Boycotts of mid-sized establishments like the Beverly Hills Hotel inevitably hurt the innocent, and it's a pretty safe bet that most of those 1,000 workers didn't even know who owned their hotel until last week, let alone what a Sultan of Brunei was. So why punish them?

The hundreds of housekeepers, cooks, bartenders, and valets just wanted jobs, and especially the tips that supplemented them. Taking away some hotel bookings from a man who thinks nothing of covering his Rolls Royce in 24 karat gold isn't going to hurt him, but it sure is going to hurt them, and many might not ever recover.

If the celebrities and activists really want to hurt the Sultan and not his American workers, they can do a lot better than placing a fatwah on a hotel that's run and managed thousands of miles away from its owner, by people who can't afford to miss a day's work for a rally.

Instead of boycotting an innocent hotel, why not send a message via your protests, not just to Brunei but to similar countries with excessive penalties for non-violent crimes? Use the power of your social media, write articles, appear on talk shows, and educate yourself and the rest of us about what's also going on places like Abu Dhabi or Dubai, so we can make informed decisions about where to plant our money.

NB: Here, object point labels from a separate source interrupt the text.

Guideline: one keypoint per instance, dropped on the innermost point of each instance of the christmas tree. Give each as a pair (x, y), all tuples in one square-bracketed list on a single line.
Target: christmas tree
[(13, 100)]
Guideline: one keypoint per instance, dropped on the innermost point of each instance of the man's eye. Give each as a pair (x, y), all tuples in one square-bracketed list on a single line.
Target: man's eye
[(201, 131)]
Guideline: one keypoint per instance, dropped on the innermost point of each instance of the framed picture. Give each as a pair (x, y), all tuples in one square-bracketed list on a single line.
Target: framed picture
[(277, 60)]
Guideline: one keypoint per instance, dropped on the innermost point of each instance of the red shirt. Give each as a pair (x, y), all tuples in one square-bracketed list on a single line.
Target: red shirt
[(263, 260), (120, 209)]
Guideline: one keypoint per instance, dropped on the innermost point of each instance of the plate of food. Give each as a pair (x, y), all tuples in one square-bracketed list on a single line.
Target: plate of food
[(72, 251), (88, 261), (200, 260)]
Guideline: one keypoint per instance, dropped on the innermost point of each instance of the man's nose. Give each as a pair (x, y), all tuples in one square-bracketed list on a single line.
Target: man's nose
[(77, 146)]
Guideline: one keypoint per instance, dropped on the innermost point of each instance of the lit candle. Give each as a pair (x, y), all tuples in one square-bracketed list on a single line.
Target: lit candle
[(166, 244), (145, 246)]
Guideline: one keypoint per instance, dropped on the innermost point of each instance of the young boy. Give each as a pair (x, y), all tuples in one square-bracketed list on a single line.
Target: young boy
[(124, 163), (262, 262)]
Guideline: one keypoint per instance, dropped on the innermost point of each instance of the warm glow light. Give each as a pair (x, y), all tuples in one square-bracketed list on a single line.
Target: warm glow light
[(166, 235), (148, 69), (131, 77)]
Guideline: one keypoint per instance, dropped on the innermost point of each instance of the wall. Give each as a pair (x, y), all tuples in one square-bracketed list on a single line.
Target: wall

These United Arab Emirate countries are the new playgrounds of many of these same celebrity protesters who profess horror at these countries' treatment of gays, but are home to quite a few expensive Hollywood productions, like Mission Impossible and Fast & Furious. Gays in the UAE face up to 10 years imprisonment among other punishments if "caught." Mention that to the Twitter followers of J-Lo, who gave a Dubai concert in March or Justin Timberlake, who will perform this very week in Abu Dhabi and May 23 in Dubai.

American hotel workers are not highly paid to begin with, and they deserve a lot better than a bunch of celebrity reactionaries preventing them from doing their jobs. The Sultan says he's not selling, and the City Council probably can't legally make him, since he hasn't broken any American laws. But if Virgin Group founder and billionaire Richard Branson, who vowed not to let any of his employees stay at a Dorchester hotel, wants to permanently hire away the current 1000+ Dorchester workers, then we've got an effective protest. Sir Richard, we await your reply.